Kamer wil geen ander systeem orgaandonatie
De Tweede Kamer voelt er op dit moment niets voor om de Wet op de orgaandonatie zo te wijzigen dat mensen na hun overlijden automatisch donor zijn. Minister Borst van Volksgezondheid gaat wel de voor- en nadelen van dit systeem op een rijtje zetten.

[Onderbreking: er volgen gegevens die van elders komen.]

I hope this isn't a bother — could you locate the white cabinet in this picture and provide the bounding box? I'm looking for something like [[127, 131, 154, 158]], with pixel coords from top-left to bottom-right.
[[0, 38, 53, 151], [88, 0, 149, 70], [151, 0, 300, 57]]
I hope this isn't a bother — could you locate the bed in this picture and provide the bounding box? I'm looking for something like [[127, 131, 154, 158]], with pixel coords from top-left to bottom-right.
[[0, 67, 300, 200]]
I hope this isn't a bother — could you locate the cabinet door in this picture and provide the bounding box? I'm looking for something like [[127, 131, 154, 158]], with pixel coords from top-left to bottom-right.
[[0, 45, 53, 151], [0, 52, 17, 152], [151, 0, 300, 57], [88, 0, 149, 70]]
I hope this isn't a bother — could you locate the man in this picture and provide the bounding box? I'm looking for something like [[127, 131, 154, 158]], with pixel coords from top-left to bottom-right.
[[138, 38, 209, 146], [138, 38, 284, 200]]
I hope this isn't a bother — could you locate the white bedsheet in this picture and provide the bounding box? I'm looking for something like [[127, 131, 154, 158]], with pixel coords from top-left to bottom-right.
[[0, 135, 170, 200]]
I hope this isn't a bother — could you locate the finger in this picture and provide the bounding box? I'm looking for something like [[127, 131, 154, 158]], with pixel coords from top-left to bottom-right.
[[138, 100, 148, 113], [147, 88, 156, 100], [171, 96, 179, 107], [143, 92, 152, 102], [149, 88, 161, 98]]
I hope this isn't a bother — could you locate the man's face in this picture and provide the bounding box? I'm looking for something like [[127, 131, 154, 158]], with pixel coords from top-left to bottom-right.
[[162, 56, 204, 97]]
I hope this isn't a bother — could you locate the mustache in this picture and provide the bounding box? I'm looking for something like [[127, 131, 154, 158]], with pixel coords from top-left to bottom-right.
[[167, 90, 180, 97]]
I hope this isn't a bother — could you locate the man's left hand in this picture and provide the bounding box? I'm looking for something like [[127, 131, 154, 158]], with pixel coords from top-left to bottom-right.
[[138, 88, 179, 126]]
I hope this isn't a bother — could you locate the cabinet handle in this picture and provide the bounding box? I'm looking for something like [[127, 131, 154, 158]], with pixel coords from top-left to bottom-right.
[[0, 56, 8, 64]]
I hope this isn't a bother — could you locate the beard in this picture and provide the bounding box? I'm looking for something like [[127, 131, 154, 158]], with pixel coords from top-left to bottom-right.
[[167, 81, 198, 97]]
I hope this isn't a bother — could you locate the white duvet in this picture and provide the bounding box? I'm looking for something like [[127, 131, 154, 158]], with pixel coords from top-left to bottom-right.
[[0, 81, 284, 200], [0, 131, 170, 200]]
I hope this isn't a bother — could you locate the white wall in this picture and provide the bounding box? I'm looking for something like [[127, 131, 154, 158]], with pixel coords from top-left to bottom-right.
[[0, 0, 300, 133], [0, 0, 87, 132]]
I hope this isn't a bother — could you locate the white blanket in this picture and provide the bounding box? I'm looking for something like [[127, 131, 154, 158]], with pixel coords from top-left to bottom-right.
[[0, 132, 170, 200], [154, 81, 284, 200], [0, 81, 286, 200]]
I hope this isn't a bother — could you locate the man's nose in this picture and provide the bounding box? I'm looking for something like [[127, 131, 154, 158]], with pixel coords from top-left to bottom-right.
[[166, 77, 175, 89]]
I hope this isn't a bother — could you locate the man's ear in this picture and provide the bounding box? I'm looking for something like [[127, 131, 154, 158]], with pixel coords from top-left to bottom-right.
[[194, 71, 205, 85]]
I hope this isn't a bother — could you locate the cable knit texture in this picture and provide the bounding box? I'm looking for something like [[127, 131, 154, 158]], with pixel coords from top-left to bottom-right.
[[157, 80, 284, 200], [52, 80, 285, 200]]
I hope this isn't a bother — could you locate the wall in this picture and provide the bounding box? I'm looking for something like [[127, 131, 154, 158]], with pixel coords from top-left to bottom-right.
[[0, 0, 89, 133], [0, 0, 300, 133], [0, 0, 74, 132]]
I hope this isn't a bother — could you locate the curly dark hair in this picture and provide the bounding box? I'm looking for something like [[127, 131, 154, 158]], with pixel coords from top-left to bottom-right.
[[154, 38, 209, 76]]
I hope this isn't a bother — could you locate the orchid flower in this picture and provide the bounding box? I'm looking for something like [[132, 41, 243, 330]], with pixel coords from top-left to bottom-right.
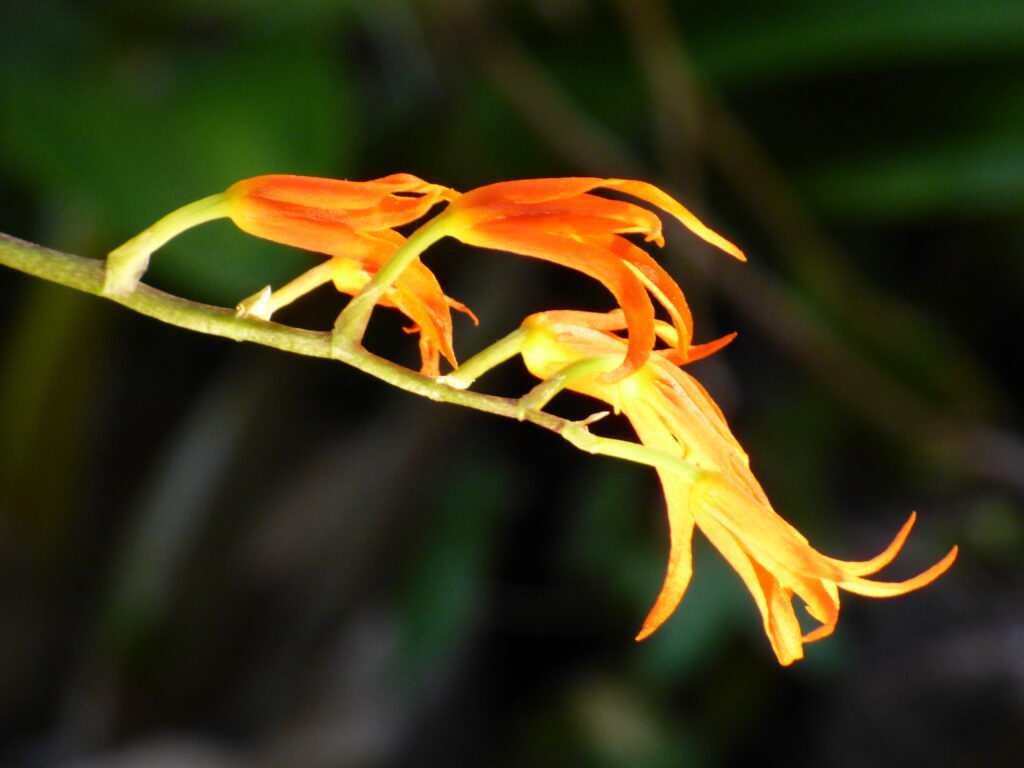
[[105, 173, 475, 376], [435, 177, 744, 382], [520, 311, 956, 665]]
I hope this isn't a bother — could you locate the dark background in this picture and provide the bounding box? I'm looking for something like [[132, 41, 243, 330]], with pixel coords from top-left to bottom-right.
[[0, 0, 1024, 768]]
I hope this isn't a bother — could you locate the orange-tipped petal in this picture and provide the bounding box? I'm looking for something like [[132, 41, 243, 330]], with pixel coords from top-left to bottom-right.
[[459, 222, 655, 383], [839, 547, 958, 597], [600, 178, 746, 261]]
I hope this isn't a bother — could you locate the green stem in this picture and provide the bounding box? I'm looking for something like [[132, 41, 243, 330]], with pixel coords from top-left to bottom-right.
[[334, 216, 447, 349], [519, 354, 623, 412], [102, 193, 228, 299], [0, 233, 698, 477], [561, 422, 703, 481], [437, 328, 528, 389]]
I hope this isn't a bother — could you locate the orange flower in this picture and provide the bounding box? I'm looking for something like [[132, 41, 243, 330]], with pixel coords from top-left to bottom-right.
[[224, 173, 475, 376], [442, 178, 744, 382], [522, 311, 956, 665]]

Dat bleek dinsdag tijdens een overleg in de Tweede Kamer over orgaandonatie. De huidige wet, die in 1998 in werking trad, heeft er niet toe geleid dat meer mensen hun organen en weefsels in geval van overlijden beschikbaar stellen.

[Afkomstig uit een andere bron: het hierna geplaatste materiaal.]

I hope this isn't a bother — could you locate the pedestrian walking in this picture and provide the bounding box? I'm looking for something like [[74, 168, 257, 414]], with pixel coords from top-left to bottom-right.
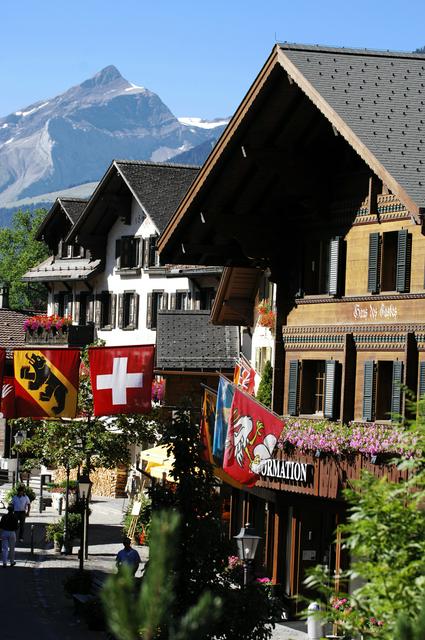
[[12, 486, 31, 542], [116, 538, 141, 576], [0, 504, 19, 567]]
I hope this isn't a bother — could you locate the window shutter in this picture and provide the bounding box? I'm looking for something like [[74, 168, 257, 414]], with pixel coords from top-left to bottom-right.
[[288, 360, 299, 416], [94, 294, 102, 329], [131, 293, 139, 329], [146, 293, 152, 329], [328, 237, 342, 296], [142, 238, 149, 269], [323, 360, 339, 419], [73, 294, 80, 324], [367, 233, 380, 293], [396, 229, 410, 293], [391, 360, 403, 420], [115, 238, 121, 269], [118, 293, 124, 329], [148, 236, 157, 267], [363, 360, 375, 422]]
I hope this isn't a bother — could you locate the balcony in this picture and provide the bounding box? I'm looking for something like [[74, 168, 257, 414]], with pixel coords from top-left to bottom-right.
[[156, 310, 239, 371], [25, 325, 94, 349]]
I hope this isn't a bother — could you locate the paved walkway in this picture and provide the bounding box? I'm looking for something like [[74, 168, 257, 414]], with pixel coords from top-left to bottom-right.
[[0, 498, 307, 640]]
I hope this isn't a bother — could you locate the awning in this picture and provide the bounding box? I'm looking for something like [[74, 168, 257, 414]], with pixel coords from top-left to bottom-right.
[[140, 445, 175, 482]]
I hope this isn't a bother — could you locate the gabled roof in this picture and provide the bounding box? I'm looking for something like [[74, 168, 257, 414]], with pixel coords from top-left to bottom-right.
[[21, 256, 101, 282], [158, 44, 425, 266], [68, 160, 199, 240], [277, 44, 425, 218], [35, 198, 87, 240], [156, 310, 239, 371]]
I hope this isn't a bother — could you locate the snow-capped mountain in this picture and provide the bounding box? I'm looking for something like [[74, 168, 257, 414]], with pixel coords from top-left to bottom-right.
[[0, 66, 227, 207]]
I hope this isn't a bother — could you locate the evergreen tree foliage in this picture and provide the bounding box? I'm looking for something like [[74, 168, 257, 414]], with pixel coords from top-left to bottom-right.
[[15, 343, 160, 471], [257, 360, 273, 408], [102, 511, 221, 640], [150, 409, 280, 640], [0, 209, 49, 311]]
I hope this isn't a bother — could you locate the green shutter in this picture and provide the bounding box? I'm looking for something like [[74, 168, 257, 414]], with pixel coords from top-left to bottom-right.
[[396, 229, 410, 293], [363, 360, 375, 422], [391, 360, 403, 420], [288, 360, 299, 416], [367, 233, 380, 293], [323, 360, 339, 420]]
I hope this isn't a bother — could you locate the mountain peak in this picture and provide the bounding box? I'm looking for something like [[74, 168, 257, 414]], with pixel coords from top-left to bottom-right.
[[81, 64, 125, 89]]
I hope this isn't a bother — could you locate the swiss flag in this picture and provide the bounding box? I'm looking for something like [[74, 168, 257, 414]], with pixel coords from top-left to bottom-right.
[[223, 389, 284, 487], [89, 345, 155, 416], [0, 376, 16, 418]]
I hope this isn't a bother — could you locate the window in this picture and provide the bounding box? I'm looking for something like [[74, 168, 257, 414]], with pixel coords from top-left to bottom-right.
[[146, 291, 168, 329], [367, 229, 412, 293], [288, 360, 341, 419], [95, 291, 116, 329], [117, 291, 139, 330], [303, 236, 345, 296], [115, 236, 140, 269], [362, 360, 403, 422]]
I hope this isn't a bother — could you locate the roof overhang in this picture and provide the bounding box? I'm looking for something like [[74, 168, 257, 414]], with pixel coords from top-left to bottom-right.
[[157, 45, 423, 267]]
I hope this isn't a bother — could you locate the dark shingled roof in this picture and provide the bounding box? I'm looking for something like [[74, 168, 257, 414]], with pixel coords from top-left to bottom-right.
[[280, 44, 425, 212], [156, 311, 239, 370], [114, 160, 199, 232], [59, 198, 87, 224]]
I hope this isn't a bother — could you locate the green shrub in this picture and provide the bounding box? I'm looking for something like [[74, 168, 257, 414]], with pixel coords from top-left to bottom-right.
[[46, 511, 81, 542], [63, 571, 93, 594]]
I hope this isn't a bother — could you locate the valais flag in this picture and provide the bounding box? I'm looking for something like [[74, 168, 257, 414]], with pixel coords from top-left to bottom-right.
[[89, 345, 155, 416]]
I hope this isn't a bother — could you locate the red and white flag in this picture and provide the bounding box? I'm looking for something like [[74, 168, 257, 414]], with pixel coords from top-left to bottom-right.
[[0, 376, 16, 418], [89, 345, 155, 416]]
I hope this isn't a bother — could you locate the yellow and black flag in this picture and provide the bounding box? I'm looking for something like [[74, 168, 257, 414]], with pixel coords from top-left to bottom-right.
[[14, 349, 80, 418]]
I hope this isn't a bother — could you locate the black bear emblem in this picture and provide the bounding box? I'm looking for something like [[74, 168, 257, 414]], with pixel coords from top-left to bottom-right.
[[21, 353, 68, 415]]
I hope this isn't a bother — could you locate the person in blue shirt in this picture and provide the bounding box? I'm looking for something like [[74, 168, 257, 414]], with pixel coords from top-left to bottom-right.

Voor de fracties van PvdA en SP was dat dinsdag reden om te pleiten voor het zogenaamde geenbezwaarsysteem. Iedereen is dan donor, tenzij hij of zij heeft aangegeven dat niet te willen zijn.

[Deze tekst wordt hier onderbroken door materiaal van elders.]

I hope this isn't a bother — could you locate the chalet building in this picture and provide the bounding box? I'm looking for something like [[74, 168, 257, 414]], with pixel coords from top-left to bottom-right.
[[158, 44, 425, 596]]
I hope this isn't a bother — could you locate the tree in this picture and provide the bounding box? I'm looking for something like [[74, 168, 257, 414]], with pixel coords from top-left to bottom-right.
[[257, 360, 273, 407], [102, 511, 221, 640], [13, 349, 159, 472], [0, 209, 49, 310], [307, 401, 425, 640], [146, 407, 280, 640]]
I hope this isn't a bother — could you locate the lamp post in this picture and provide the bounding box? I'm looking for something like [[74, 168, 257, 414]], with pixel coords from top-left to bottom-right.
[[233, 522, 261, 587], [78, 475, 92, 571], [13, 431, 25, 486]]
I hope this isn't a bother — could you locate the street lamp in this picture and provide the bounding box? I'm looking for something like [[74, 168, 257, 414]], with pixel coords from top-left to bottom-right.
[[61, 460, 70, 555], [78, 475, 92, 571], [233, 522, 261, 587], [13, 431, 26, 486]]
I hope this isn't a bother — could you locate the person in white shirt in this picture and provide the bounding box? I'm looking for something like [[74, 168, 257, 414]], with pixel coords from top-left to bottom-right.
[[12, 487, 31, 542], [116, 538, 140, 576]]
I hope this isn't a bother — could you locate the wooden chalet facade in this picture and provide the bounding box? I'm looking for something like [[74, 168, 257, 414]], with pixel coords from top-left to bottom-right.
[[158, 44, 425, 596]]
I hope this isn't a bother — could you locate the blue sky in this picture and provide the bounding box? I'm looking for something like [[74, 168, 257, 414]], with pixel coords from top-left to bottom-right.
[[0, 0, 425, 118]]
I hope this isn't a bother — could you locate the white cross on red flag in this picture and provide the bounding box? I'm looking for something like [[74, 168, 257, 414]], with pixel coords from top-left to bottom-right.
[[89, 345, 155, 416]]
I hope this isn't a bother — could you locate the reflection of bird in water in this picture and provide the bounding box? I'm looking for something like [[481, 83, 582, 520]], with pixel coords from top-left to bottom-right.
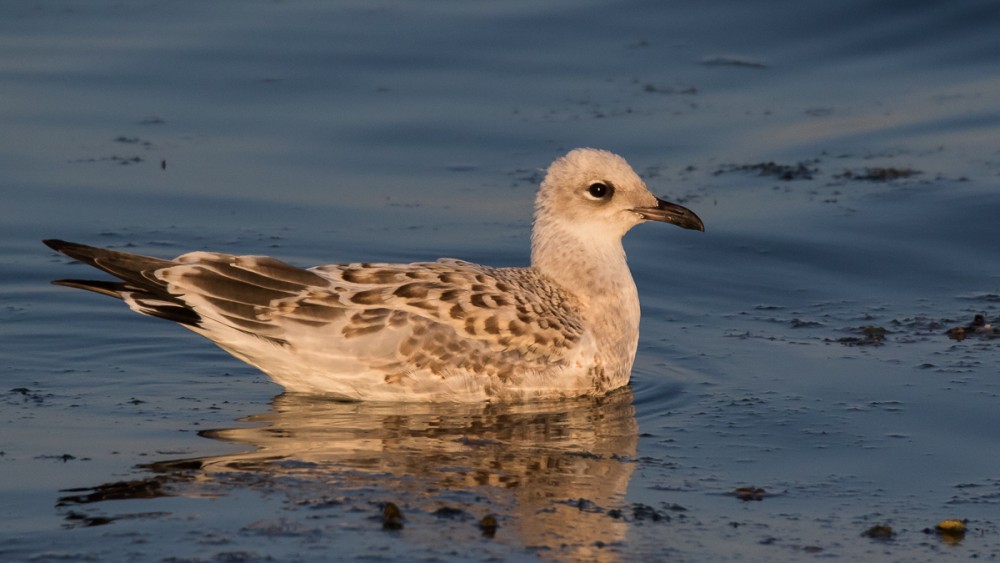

De fracties van VVD, CDA, D66, GroenLinks, ChristenUnie en SGP voelen daar niets voor. Zij willen het huidige systeem handhaven. Daarbij krijgen volwassenen de vraag voorgelegd of ze wel of niet als donor geregistreerd willen staan. Degenen die niet reageren, laten de beslissing over aan nabestaanden. De groep die niet reageert is veel groter dan aanvankelijk was verwacht, en nabestaanden gaan er in driekwart van de gevallen van uit dat degenen die niet hebben gereageerd geen donor willen zijn.
Alle fracties vinden het teleurstellend dat de wet niet tot een groter aantal donors heeft geleid. De meerderheid van de Kamer is er echter niet van overtuigd dat een geenbezwaarsysteem de oplossing biedt. Dat blijkt ook uit de praktijk in enkele Europese landen.
De Kamer ziet meer in aanvullende maatregelen op het huidige systeem. Minister Borst zit ook op die lijn. Gisteren stelde ze een aantal concrete maatregelen voor. De Kamer stemde daarmee in. Het aantal donatiefunctionarissen in ziekenhuizen zal toenemen van twintig naar 56. Verder krijgt iedereen een herinneringsbrief en zal de voorlichting minder neutraal zijn. De overheid gaat de burgers stimuleren om donor te worden.